22 octobre 2019, un mardi noir, sombre. Un jour où la vie a été bouleversée pour Agnès, Christine, Térence et Egide. Un jour qui pourrait donner raison à Michel Delpech dans sa chanson : « Il y a des jours où l’on ferait mieux de rester au lit ». Soucieux d’œuvrer pour le bien du public et de se mettre à son service, ils se sont rendus à Musigati à la quête de l’information. « Douter, toujours douter », c’est le credo d’Iwacu. Surtout en ce moment où les réseaux sociaux désorientent, dénaturent les faits.
Ce jour-là, justement, il y avait une propagation rapide des messages faisant état « d’éventuels affrontements entre un groupe armé et les forces de l’ordre. » Iwacu, fidèle à son engagement de toujours vérifier les informations est allé sur terrain. Les journalistes ne sont pas partis en clandestins. Ils ont annoncé leur descente aux autorités locales. Le reportage ne présentait pas un grand risque de sécurité, d’autant plus que le gouverneur de Bubanza à l’époque a même sorti un message appelant la population à vaquer à ses activités car « la situation est maîtrisée. »
Nos collègues n’ont même pas eu le temps de travailler. Arrivés à Musigati, ils ont été arrêtés, humiliés, avant de commencer leur reportage. Ils ont été conduits aux cachots, puis à la prison de Bubanza, voilà une année. Quel crime de lèse-majesté ont-ils vraiment commis ? Surtout que les charges ne sont pas les mêmes. De « Complicité d’atteinte à la sûreté de l’État », on est passé à « tentative impossible de complicité d’atteinte à la sûreté intérieure de l’État. »
Le 30 janvier 2020, le TGI de Bubanza condamne, dans une audience publique et en l’absence des concernés, les quatre journalistes à 2 ans et 6 mois de servitude pénale et d’une amende d’un million BIF chacun.

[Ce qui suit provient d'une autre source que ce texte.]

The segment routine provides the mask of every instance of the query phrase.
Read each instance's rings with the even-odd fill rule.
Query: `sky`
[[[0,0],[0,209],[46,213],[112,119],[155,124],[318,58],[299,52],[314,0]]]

Selon un de leurs avocats, les juges du TGI de Bubanza se sont arrogés le droit de requalifier l’infraction sans rouvrir le débat. « Il y a eu violation du droit au procès équitable ».
Des voix des organisations de défense des journalistes et des droits de l’Homme, locales comme internationales, se sont levées, en vain, pour demander leur libération. “Si la justice se base sur les faits et dit le droit, la libération et l’acquittement de ces quatre journalistes est la seule issue possible de ce procès en appel », estimait entre autres un défenseur des droits de l’Homme.
La raison d’être du journaliste est la quête de l’information vérifiée. Il expose des faits susceptibles d’aider le public à accéder à la vérité. C’est ainsi, notamment, qu’il aide à construire ou à renforcer la démocratie.
Comme le soulignait l’organisation Reporters Sans Frontières, au Burundi et même en Afrique, c’est pour la première fois qu’autant de journalistes, quatre, appartenant à un même média, passent une année derrière les barreaux.
« La liberté est la règle, la détention l’exception », dit-on. Après leur condamnation en appel, les quatre journalistes ont décidé de ne pas saisir la Cour Suprême. Tous ceux qui ont réagi à l’occasion de ce triste premier anniversaire de leur détention ont plaidé pour une grâce présidentielle. Je joins ma voix à la leur et je garde espoir que nos voix seront entendues.